4
お嬢様は部屋に踏み入って、それからやっぱり戻ってきて、わたくしの腕をつかむと、わたくしを引きずるようにしてまた部屋に入りました。
「誰の足元で商売してるかわかってんのおまえたち?
まあいいわ。
ちょっと聞きたいことが──ううん、違うわよね。そうね。裏は取ってあるのよね。
ちょっと言いたいことがある」
繰り返しになりますが、彼女の年の頃はわたくしと変わらないようでしたから、どう見積もっても十やそこらということになります。

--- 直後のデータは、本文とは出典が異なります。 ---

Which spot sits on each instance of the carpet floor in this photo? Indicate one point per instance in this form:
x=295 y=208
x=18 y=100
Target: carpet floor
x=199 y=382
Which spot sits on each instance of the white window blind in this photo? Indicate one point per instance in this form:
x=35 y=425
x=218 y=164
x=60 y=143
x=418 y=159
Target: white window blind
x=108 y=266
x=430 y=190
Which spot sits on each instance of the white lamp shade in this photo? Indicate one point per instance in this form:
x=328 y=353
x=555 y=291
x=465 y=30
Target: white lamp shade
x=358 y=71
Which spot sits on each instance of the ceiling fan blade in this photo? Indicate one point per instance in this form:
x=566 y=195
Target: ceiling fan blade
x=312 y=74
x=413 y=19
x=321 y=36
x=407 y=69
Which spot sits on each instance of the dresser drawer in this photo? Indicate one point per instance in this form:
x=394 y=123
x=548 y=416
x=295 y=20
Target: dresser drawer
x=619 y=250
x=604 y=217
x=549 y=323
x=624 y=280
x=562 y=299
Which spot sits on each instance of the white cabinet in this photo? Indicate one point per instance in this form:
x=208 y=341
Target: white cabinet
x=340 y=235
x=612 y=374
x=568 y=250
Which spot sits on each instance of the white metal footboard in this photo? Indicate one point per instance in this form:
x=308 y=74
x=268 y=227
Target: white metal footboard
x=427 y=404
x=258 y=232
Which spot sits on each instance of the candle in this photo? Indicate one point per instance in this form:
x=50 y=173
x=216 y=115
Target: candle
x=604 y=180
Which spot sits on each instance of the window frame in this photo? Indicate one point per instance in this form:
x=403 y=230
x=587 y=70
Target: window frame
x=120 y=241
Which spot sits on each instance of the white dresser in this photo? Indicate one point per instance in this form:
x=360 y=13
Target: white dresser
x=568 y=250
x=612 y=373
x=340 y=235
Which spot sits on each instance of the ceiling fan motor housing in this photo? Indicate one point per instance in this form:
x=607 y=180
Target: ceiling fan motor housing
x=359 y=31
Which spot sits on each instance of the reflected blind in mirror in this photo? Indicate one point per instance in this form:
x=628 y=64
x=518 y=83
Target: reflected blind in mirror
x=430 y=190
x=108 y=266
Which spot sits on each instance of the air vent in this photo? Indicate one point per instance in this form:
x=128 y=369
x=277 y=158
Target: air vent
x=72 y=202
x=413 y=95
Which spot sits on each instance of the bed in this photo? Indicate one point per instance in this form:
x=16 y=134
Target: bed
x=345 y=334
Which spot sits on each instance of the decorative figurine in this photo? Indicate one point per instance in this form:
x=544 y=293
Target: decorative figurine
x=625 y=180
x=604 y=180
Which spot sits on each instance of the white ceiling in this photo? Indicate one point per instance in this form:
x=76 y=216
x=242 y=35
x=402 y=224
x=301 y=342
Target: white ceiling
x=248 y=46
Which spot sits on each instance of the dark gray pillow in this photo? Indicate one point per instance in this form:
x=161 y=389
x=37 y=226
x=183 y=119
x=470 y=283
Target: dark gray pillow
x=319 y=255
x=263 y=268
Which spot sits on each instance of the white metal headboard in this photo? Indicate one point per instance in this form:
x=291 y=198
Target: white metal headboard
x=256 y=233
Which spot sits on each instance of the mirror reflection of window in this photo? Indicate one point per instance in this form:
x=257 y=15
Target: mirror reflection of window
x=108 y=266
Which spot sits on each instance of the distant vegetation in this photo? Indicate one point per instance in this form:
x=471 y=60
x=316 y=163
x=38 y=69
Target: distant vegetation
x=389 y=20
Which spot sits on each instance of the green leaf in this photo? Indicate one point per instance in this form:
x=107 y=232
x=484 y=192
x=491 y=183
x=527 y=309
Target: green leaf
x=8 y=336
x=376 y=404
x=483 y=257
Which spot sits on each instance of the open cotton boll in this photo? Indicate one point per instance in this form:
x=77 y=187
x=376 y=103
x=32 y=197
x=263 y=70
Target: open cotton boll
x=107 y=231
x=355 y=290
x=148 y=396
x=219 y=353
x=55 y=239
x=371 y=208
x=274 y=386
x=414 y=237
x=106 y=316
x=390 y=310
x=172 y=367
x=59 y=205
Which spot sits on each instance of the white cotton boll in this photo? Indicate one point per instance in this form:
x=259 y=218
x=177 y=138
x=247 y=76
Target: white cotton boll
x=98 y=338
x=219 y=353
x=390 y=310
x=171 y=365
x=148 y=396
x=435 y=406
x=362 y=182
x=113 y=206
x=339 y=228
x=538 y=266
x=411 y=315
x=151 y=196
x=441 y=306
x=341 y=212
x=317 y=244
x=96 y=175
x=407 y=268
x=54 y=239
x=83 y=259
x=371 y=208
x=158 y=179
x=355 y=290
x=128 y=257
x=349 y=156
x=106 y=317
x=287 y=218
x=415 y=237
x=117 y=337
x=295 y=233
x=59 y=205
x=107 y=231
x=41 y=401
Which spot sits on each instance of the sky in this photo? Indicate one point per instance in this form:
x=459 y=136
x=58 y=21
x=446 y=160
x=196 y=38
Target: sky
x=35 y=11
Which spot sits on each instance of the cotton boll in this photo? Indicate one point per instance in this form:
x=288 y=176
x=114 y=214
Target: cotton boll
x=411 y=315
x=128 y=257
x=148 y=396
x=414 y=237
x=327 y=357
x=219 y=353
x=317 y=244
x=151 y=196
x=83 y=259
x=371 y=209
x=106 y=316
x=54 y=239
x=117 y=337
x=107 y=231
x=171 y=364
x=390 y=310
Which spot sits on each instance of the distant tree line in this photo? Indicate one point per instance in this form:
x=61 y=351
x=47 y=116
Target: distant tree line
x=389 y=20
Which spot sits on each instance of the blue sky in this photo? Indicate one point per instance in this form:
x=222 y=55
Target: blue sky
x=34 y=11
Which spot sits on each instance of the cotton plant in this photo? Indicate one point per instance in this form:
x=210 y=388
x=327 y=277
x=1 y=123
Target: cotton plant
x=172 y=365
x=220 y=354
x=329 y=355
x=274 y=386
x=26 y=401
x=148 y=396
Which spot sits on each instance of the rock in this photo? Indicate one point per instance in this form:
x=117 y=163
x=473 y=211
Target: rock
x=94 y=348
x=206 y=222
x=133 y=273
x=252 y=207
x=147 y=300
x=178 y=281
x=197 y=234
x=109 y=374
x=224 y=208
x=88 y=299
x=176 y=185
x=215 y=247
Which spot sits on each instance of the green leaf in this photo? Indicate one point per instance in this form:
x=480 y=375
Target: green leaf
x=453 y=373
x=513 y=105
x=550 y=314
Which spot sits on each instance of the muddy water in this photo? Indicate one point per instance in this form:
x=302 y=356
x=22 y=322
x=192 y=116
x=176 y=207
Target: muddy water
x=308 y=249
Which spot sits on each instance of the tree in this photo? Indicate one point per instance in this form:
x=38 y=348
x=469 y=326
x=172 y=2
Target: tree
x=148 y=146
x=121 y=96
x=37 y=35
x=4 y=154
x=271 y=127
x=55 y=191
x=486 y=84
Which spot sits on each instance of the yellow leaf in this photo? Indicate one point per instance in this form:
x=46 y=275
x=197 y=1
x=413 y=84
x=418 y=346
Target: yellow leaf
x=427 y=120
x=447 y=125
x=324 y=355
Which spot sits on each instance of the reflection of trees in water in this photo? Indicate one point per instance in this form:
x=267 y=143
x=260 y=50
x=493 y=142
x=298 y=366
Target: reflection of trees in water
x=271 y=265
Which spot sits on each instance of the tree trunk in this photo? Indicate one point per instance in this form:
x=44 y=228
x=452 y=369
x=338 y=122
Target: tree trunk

そんな彼女が、お貴族様か商家かわかりませんが、ともかくこのような立派な屋敷に押し入り、横柄と申しますか、攻撃的な態度で凄んでいるのは、奇妙なこととお思いになるでしょうけれど、彼女の美しさと、その堂に入った立ち振る舞いに待ったを掛ける者はおらず、むしろ彼女こそが、この場のすべてを支配しているといってもまったく過言ではございませんでした。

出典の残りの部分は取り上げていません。